RESULTS: Sixty-three (16 %) adults were identified as having high AS. Compared to the lowest CRF tertile (lowest 33%), ORs (95% CIs) of having high AS were 0.36 (0.16-0.81) and 0.51 (0.21-1.22), for middle and upper CRF, respectively, after adjusting for the possible confounders including MS. Compared to the lowest MS tertile (lowest 33%), ORs (95% CIs) of having high AS were 0.68 (0.33-1.39) and 0.31 (0.13-0.74), for middle and upper MS, respectively, after adjusting for the possible confounders including CRF. In the joint analysis, compared to the unfit and weak group, ORs (95% CIs) for high AS were 0.47 (0.16-0.81) for unfit and strong, 0.37 (0.13-1.04) for fit and weak, and 0.25 (0.12-0.60) for fit and strong.

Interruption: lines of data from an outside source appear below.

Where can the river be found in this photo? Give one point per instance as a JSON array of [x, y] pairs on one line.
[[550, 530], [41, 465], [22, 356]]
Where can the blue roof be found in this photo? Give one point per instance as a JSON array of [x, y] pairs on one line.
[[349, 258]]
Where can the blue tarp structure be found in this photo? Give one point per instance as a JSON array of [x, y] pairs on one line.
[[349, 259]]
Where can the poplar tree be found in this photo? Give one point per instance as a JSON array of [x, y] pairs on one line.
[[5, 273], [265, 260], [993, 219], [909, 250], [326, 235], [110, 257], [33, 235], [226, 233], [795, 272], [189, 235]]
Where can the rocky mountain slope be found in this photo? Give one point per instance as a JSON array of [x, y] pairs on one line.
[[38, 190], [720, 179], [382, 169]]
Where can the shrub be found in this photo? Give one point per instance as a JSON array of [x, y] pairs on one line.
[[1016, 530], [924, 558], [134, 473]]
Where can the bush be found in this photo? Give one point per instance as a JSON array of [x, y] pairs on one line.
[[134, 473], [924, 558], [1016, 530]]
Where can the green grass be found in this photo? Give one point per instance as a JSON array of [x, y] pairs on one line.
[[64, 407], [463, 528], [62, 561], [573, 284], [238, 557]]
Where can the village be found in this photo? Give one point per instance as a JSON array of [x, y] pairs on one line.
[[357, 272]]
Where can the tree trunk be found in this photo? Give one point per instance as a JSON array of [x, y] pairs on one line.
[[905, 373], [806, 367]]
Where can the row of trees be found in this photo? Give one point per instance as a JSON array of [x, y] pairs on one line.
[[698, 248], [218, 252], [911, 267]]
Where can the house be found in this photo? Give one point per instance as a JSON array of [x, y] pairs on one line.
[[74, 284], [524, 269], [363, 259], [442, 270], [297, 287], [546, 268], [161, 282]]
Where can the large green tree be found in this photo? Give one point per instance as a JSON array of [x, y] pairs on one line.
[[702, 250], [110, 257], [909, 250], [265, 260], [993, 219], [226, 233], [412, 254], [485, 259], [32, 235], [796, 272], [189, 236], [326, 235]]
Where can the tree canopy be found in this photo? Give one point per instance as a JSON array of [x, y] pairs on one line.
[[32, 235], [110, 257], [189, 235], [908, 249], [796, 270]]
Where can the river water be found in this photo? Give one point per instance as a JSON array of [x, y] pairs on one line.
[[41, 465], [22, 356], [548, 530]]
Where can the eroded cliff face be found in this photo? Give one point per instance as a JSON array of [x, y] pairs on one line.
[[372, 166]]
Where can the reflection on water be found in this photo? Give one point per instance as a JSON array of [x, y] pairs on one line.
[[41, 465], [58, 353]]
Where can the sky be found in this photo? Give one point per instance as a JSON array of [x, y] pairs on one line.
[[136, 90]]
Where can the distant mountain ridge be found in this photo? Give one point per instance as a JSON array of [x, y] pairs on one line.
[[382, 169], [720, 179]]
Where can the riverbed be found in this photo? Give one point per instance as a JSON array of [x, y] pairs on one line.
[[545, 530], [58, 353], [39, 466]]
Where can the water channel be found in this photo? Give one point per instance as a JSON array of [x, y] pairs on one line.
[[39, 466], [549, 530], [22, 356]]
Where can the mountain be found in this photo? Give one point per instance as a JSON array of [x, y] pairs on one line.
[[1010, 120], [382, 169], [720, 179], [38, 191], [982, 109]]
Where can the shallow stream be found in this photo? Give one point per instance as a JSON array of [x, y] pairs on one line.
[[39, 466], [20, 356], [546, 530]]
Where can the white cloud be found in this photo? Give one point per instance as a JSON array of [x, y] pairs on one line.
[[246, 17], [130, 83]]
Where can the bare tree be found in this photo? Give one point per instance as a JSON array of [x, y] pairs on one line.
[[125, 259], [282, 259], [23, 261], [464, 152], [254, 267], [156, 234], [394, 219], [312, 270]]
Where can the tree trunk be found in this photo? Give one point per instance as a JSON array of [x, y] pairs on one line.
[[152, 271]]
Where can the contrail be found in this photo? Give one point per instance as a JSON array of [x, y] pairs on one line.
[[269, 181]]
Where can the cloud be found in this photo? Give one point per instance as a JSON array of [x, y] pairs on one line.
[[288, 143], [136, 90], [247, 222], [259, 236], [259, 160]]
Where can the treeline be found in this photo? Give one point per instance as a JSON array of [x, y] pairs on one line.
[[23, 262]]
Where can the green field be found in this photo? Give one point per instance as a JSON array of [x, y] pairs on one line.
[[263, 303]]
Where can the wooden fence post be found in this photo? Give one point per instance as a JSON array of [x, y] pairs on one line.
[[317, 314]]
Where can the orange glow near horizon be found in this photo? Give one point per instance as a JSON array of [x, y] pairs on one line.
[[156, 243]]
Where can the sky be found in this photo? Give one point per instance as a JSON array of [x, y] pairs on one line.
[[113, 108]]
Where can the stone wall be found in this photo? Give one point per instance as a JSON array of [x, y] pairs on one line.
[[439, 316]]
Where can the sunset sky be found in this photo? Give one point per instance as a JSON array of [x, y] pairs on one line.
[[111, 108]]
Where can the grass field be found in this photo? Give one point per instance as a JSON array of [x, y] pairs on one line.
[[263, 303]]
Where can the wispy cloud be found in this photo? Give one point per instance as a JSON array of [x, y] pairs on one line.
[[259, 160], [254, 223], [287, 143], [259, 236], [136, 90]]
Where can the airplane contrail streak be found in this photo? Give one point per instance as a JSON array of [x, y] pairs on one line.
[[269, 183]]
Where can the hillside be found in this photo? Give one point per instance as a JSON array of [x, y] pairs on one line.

CONCLUSION: Higher levels of both CRF and MS were independently associated with reduced odds of having high AS in older adults. Future prospective studies could evaluate longitudinal associations of CRF and MS and attenuation of age-related AS, which is an emerging risk factor for cardiovascular diseases.
Supported by unrestricted research grant by Biospace.